Fundación Once requests special attention for people with disabilities in cases of fire evacuation

Given the wave of forest fires that are taking place in different areas of Spain, the ONCE Foundation has requested special attention for people with disabilities in cases where they need an evacuation. To do this, they have recalled the existence of a specific action protocol to care for people with motor, sensory or cognitive disabilities.

The ONCE Foundation carries out social awareness sessions throughout the year on attention to diversity in forest fires, within the European project CILIFO, (Iberian Center for Research and Fight against Forest Fires), led by the Andalusian Government.

The objective of this initiative is to provide information on the realities and needs of vulnerable groups, including people with disabilities, to help reduce the risks they face in an emergency.

Within the framework of this program, this summer the ‘White Paper on emergency management and accessible evacuation in the forest environment’ will be published. Its content will be in 3 languages: Spanish, Portuguese and English.

The document includes the ‘Decalogue of good practices to attend to diversity in the forest environment’, which includes basic instructions to attend to people with disabilities.

  1. If you talk to a person and they don’t respond, get their attention in some way.
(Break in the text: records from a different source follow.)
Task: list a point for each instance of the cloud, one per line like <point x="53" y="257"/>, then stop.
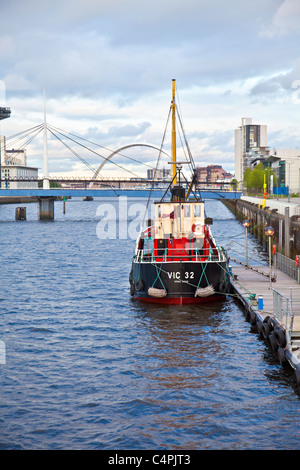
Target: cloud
<point x="285" y="20"/>
<point x="107" y="69"/>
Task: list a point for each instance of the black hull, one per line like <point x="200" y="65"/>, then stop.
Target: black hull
<point x="179" y="280"/>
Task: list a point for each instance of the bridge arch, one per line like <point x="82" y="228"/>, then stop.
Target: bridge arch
<point x="119" y="150"/>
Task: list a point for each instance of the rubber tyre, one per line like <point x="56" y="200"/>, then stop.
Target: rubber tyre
<point x="139" y="285"/>
<point x="297" y="377"/>
<point x="259" y="328"/>
<point x="281" y="356"/>
<point x="252" y="318"/>
<point x="280" y="337"/>
<point x="273" y="341"/>
<point x="265" y="330"/>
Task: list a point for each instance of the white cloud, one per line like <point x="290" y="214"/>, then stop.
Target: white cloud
<point x="285" y="21"/>
<point x="107" y="69"/>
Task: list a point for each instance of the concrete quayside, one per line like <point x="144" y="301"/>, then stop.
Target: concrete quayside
<point x="270" y="295"/>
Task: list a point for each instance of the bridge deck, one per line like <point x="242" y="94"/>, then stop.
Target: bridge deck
<point x="110" y="192"/>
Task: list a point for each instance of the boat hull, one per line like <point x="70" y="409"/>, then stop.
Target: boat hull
<point x="179" y="281"/>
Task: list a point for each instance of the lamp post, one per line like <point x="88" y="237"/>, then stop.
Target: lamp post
<point x="246" y="224"/>
<point x="270" y="232"/>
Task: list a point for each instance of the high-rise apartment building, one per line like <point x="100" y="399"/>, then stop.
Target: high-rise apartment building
<point x="250" y="143"/>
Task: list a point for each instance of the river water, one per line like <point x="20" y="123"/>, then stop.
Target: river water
<point x="83" y="366"/>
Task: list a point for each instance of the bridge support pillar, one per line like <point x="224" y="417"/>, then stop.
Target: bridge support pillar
<point x="46" y="205"/>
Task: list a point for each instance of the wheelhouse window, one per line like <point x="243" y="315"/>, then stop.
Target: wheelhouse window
<point x="197" y="210"/>
<point x="187" y="210"/>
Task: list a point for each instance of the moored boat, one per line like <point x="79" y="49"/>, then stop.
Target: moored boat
<point x="177" y="260"/>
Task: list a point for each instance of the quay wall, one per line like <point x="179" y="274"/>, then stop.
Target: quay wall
<point x="286" y="226"/>
<point x="18" y="199"/>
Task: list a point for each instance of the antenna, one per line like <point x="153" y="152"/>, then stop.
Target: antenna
<point x="46" y="184"/>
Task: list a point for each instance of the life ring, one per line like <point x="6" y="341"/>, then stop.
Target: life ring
<point x="139" y="285"/>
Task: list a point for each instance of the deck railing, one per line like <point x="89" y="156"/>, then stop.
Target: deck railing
<point x="287" y="266"/>
<point x="171" y="254"/>
<point x="285" y="309"/>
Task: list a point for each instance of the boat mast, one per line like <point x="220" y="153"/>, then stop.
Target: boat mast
<point x="174" y="170"/>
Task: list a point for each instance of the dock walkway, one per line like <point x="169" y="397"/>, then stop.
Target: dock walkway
<point x="274" y="309"/>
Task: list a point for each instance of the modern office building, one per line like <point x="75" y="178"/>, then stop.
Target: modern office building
<point x="212" y="174"/>
<point x="250" y="144"/>
<point x="14" y="167"/>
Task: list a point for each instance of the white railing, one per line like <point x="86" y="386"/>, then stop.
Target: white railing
<point x="287" y="266"/>
<point x="172" y="254"/>
<point x="286" y="308"/>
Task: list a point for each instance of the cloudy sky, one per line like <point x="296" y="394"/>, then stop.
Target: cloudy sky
<point x="107" y="70"/>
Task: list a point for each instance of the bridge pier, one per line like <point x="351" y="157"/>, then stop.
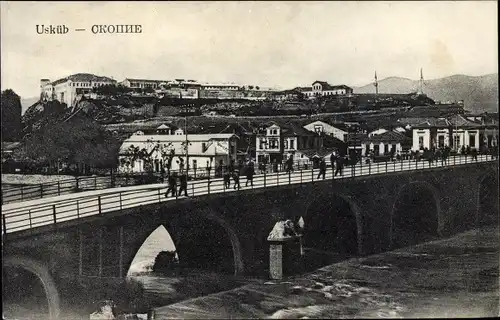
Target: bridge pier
<point x="41" y="271"/>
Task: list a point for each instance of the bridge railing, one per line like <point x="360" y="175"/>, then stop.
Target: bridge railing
<point x="22" y="216"/>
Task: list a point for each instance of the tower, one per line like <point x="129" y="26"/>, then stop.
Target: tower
<point x="421" y="83"/>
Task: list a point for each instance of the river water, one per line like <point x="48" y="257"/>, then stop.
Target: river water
<point x="452" y="277"/>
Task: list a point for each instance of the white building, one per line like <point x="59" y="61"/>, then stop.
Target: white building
<point x="323" y="88"/>
<point x="384" y="130"/>
<point x="384" y="143"/>
<point x="142" y="83"/>
<point x="68" y="90"/>
<point x="278" y="143"/>
<point x="204" y="150"/>
<point x="454" y="132"/>
<point x="338" y="131"/>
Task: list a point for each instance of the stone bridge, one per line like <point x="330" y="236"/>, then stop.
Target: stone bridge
<point x="227" y="232"/>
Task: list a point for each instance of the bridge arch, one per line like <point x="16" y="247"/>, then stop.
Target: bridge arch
<point x="487" y="198"/>
<point x="415" y="214"/>
<point x="199" y="235"/>
<point x="332" y="223"/>
<point x="41" y="271"/>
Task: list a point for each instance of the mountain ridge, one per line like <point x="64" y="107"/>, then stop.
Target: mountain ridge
<point x="480" y="93"/>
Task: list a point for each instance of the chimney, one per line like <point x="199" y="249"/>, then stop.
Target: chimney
<point x="44" y="82"/>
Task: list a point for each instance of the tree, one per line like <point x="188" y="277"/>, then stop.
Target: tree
<point x="111" y="89"/>
<point x="11" y="115"/>
<point x="80" y="142"/>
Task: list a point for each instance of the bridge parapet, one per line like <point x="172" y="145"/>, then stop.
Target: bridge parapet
<point x="30" y="215"/>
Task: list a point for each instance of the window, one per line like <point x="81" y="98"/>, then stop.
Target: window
<point x="318" y="128"/>
<point x="440" y="141"/>
<point x="273" y="144"/>
<point x="472" y="140"/>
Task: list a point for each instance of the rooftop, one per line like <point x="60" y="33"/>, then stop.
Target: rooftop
<point x="83" y="77"/>
<point x="389" y="136"/>
<point x="326" y="86"/>
<point x="452" y="121"/>
<point x="179" y="138"/>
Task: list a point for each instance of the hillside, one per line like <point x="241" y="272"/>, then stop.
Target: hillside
<point x="28" y="102"/>
<point x="479" y="93"/>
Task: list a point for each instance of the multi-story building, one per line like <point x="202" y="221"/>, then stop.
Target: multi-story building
<point x="67" y="90"/>
<point x="337" y="130"/>
<point x="277" y="143"/>
<point x="203" y="151"/>
<point x="455" y="132"/>
<point x="142" y="83"/>
<point x="323" y="88"/>
<point x="388" y="142"/>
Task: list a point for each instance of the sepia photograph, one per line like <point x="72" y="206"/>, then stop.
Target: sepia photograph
<point x="249" y="160"/>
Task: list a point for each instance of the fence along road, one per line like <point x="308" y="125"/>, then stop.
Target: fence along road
<point x="41" y="212"/>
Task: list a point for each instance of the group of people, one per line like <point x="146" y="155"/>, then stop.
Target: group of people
<point x="337" y="163"/>
<point x="172" y="184"/>
<point x="234" y="172"/>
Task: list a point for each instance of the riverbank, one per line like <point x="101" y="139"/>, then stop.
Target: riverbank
<point x="454" y="277"/>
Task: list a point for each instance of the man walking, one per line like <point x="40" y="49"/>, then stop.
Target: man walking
<point x="227" y="179"/>
<point x="333" y="157"/>
<point x="236" y="178"/>
<point x="172" y="184"/>
<point x="339" y="164"/>
<point x="183" y="180"/>
<point x="250" y="172"/>
<point x="322" y="169"/>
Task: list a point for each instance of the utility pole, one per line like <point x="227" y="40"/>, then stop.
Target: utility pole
<point x="187" y="144"/>
<point x="421" y="84"/>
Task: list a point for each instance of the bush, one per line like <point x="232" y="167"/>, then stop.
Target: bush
<point x="165" y="260"/>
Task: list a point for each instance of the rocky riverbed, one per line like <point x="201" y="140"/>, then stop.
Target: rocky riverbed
<point x="454" y="277"/>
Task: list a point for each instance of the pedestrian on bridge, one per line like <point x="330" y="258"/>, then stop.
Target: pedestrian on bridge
<point x="250" y="171"/>
<point x="289" y="164"/>
<point x="333" y="158"/>
<point x="322" y="169"/>
<point x="340" y="165"/>
<point x="236" y="178"/>
<point x="172" y="184"/>
<point x="183" y="181"/>
<point x="227" y="179"/>
<point x="473" y="154"/>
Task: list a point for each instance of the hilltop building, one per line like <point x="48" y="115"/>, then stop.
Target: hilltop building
<point x="323" y="88"/>
<point x="67" y="90"/>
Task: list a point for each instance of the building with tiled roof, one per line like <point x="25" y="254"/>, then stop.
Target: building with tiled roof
<point x="323" y="88"/>
<point x="67" y="90"/>
<point x="337" y="130"/>
<point x="278" y="142"/>
<point x="204" y="151"/>
<point x="455" y="132"/>
<point x="389" y="142"/>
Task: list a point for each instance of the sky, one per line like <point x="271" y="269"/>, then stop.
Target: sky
<point x="276" y="44"/>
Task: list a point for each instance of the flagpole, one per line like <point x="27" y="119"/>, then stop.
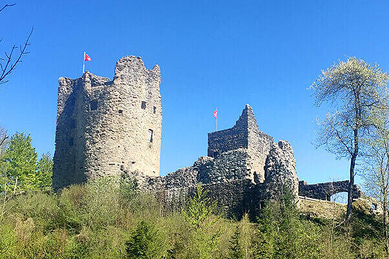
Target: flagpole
<point x="83" y="64"/>
<point x="216" y="121"/>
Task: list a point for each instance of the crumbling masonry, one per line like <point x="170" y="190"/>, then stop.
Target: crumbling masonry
<point x="114" y="128"/>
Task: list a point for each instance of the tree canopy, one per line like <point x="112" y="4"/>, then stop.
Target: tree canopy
<point x="354" y="91"/>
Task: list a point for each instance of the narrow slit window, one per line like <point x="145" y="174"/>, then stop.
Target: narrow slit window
<point x="150" y="135"/>
<point x="143" y="105"/>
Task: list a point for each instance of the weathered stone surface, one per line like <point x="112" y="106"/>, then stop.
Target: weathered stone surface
<point x="244" y="135"/>
<point x="324" y="191"/>
<point x="114" y="127"/>
<point x="280" y="171"/>
<point x="105" y="127"/>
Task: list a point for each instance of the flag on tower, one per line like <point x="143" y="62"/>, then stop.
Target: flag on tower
<point x="86" y="57"/>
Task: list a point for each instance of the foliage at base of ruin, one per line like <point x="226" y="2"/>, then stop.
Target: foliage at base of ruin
<point x="101" y="220"/>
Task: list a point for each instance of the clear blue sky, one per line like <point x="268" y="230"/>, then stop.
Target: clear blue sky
<point x="220" y="54"/>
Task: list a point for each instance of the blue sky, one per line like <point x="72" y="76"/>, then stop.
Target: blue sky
<point x="220" y="54"/>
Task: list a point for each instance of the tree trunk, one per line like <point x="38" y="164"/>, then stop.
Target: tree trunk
<point x="350" y="187"/>
<point x="386" y="222"/>
<point x="352" y="174"/>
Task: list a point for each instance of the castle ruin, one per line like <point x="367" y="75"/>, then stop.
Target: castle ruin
<point x="113" y="128"/>
<point x="105" y="127"/>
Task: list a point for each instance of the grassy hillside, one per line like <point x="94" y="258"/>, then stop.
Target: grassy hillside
<point x="109" y="219"/>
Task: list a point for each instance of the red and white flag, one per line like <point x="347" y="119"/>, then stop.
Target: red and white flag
<point x="86" y="57"/>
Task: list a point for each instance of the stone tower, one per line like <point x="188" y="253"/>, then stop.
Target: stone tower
<point x="107" y="127"/>
<point x="246" y="137"/>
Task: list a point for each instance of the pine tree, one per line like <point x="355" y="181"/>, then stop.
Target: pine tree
<point x="235" y="247"/>
<point x="19" y="162"/>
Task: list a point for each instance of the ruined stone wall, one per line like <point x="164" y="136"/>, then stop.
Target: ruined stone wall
<point x="105" y="127"/>
<point x="244" y="135"/>
<point x="324" y="191"/>
<point x="233" y="198"/>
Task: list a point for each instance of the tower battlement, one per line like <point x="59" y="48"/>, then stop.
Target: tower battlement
<point x="105" y="127"/>
<point x="246" y="135"/>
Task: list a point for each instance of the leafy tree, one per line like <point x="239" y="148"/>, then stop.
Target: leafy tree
<point x="377" y="175"/>
<point x="19" y="161"/>
<point x="353" y="89"/>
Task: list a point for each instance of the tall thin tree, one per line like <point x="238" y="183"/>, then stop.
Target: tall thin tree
<point x="353" y="90"/>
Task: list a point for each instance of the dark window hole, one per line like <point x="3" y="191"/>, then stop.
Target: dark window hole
<point x="93" y="105"/>
<point x="143" y="105"/>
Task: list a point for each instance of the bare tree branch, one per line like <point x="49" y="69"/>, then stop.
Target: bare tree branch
<point x="10" y="62"/>
<point x="5" y="6"/>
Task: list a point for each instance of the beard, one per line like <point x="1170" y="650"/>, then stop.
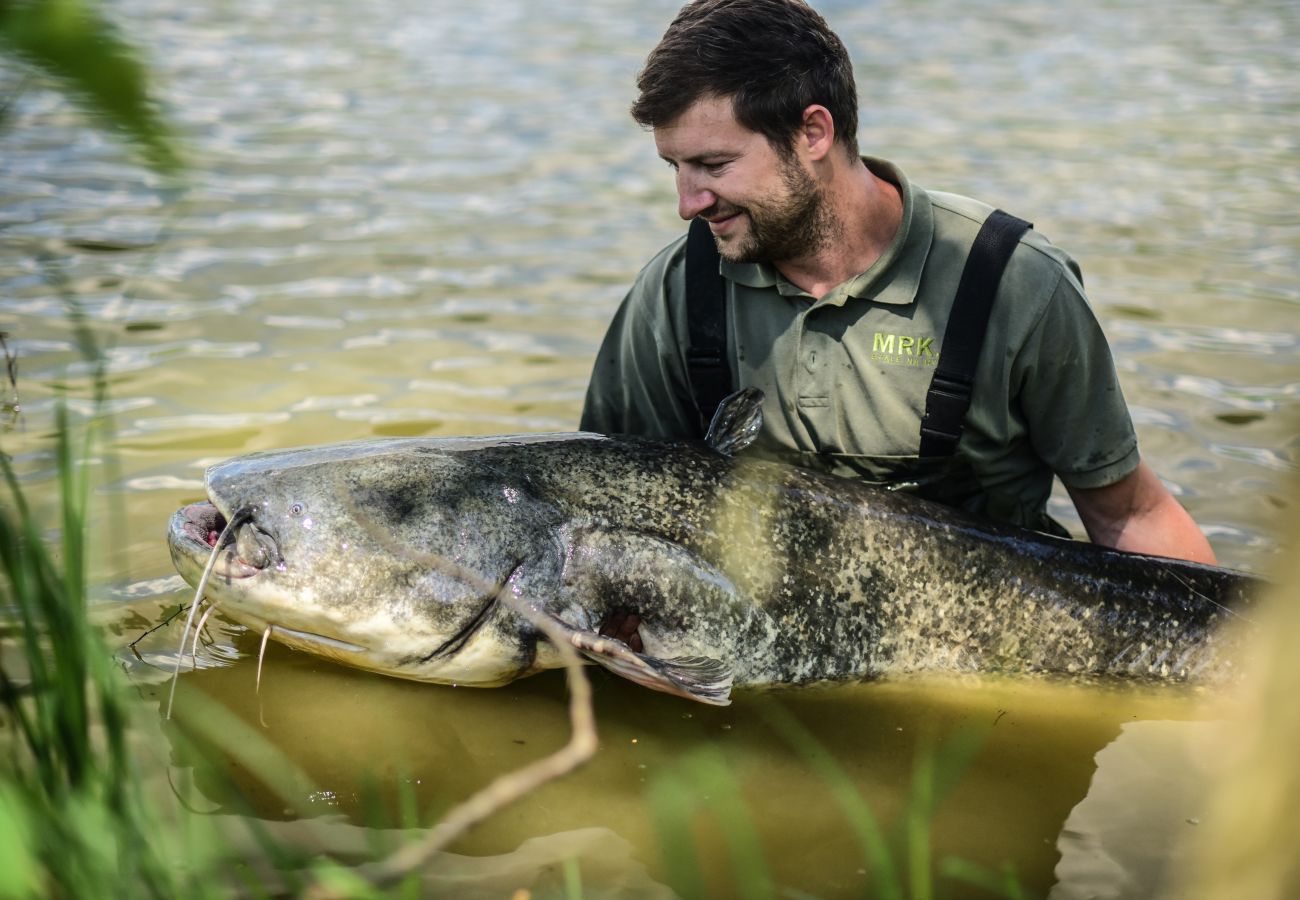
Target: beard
<point x="783" y="226"/>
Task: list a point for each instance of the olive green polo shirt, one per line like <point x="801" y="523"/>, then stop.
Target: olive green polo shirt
<point x="845" y="375"/>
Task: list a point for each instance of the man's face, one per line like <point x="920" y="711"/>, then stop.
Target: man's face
<point x="762" y="206"/>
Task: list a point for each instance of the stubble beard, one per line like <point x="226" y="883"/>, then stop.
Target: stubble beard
<point x="793" y="226"/>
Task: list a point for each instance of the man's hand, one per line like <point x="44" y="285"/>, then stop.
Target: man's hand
<point x="1138" y="514"/>
<point x="622" y="624"/>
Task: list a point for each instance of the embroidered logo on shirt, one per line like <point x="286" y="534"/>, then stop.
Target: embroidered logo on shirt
<point x="902" y="350"/>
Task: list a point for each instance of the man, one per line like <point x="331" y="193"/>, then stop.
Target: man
<point x="840" y="276"/>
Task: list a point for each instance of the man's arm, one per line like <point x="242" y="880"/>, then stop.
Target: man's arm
<point x="1138" y="514"/>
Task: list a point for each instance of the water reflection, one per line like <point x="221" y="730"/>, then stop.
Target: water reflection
<point x="363" y="747"/>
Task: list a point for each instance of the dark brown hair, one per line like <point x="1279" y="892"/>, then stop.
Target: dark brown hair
<point x="771" y="57"/>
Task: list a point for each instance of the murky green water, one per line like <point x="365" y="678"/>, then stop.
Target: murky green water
<point x="416" y="219"/>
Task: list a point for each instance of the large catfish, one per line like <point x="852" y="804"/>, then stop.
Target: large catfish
<point x="414" y="557"/>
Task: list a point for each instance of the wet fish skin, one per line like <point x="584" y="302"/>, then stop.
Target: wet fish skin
<point x="740" y="569"/>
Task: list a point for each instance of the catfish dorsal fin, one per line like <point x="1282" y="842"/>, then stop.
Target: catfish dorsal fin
<point x="737" y="422"/>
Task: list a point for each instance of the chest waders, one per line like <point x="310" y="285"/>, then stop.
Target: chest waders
<point x="936" y="472"/>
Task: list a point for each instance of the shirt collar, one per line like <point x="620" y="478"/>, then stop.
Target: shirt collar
<point x="893" y="278"/>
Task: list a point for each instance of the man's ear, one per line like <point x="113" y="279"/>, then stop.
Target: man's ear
<point x="818" y="132"/>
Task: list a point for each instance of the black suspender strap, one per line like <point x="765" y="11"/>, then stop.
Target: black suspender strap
<point x="954" y="377"/>
<point x="706" y="317"/>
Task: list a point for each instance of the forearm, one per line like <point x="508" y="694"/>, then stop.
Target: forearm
<point x="1139" y="515"/>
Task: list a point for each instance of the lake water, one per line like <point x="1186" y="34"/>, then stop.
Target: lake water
<point x="417" y="217"/>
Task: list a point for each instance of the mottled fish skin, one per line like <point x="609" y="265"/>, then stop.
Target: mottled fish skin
<point x="406" y="548"/>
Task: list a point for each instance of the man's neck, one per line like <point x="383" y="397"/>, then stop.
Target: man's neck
<point x="866" y="213"/>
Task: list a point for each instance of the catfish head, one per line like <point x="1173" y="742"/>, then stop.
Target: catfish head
<point x="390" y="555"/>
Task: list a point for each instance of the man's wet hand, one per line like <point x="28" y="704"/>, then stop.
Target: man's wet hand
<point x="623" y="626"/>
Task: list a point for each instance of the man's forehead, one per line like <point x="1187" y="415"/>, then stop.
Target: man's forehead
<point x="709" y="125"/>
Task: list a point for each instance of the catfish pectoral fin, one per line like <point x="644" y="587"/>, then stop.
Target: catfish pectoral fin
<point x="694" y="678"/>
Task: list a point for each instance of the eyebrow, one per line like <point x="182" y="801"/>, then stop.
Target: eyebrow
<point x="702" y="159"/>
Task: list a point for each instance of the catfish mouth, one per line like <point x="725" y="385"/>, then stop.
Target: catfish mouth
<point x="248" y="550"/>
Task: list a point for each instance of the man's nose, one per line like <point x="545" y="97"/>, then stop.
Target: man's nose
<point x="692" y="198"/>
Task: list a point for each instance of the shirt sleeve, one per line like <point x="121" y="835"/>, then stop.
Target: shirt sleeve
<point x="638" y="383"/>
<point x="1070" y="397"/>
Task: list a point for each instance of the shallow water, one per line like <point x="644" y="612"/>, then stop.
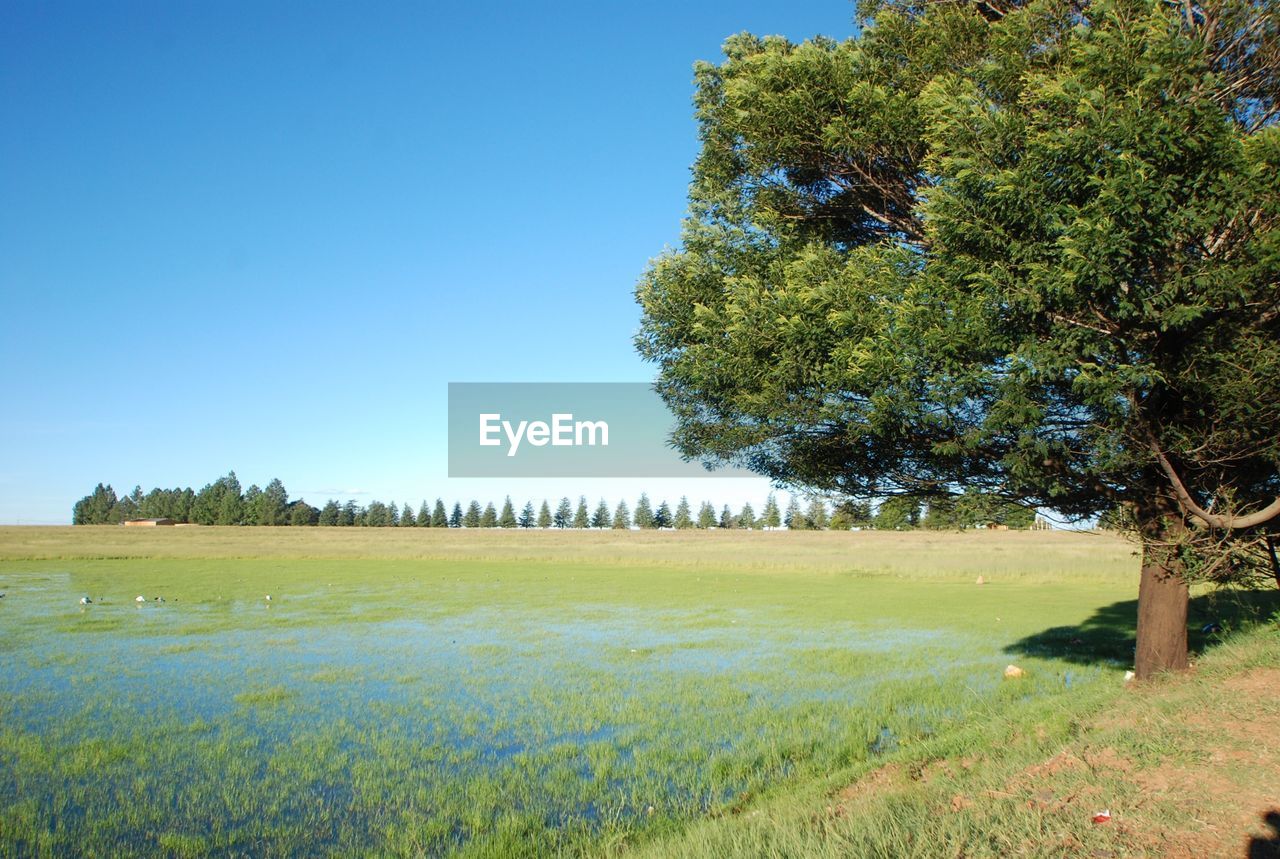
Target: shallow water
<point x="320" y="722"/>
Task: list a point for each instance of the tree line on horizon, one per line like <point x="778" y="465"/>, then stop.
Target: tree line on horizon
<point x="223" y="502"/>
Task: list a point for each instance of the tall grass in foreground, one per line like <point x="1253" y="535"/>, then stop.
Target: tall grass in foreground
<point x="526" y="694"/>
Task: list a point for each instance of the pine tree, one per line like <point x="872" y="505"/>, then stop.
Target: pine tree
<point x="508" y="515"/>
<point x="622" y="516"/>
<point x="301" y="513"/>
<point x="329" y="513"/>
<point x="96" y="507"/>
<point x="794" y="519"/>
<point x="644" y="512"/>
<point x="273" y="503"/>
<point x="816" y="519"/>
<point x="600" y="519"/>
<point x="563" y="513"/>
<point x="684" y="520"/>
<point x="771" y="517"/>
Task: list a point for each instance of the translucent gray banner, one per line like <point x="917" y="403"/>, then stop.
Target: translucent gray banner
<point x="556" y="429"/>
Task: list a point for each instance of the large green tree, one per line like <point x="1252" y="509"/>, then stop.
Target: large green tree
<point x="1028" y="250"/>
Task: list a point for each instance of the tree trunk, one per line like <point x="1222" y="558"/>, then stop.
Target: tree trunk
<point x="1162" y="595"/>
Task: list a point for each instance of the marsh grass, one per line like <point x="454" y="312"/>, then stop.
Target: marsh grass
<point x="511" y="694"/>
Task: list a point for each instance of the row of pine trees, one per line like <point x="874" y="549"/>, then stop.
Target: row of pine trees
<point x="224" y="503"/>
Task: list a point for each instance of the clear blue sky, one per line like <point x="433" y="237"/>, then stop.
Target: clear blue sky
<point x="265" y="236"/>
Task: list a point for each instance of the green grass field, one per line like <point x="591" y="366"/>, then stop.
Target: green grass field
<point x="424" y="693"/>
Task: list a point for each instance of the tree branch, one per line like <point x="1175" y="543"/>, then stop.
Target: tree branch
<point x="1214" y="520"/>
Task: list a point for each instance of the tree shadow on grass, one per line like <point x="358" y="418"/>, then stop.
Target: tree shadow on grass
<point x="1109" y="634"/>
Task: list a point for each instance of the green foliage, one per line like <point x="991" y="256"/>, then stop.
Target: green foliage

For example, touch his shoulder. She may not hear you or see you, so she may not have detected that you want to communicate with her.
  2. If you approach a person to help them, it is important that you tell them your name, as well as your role in the emergency. Although you can wear a uniform that identifies you, some people may not see it or what it means.
  3. If you detect that the person is an adult and has a disability, do not treat them in a childish way. Also, if accompanied, go directly to the person you are going to help, not their companion.
  4. You must be precise in the indications that you transmit, without using an abstract language. Use directions such as “to your left”, “to your right” or “behind you”, instead of “here” or “there”, since they are easier to understand and, in addition, will be understood by those who have a limitation visual.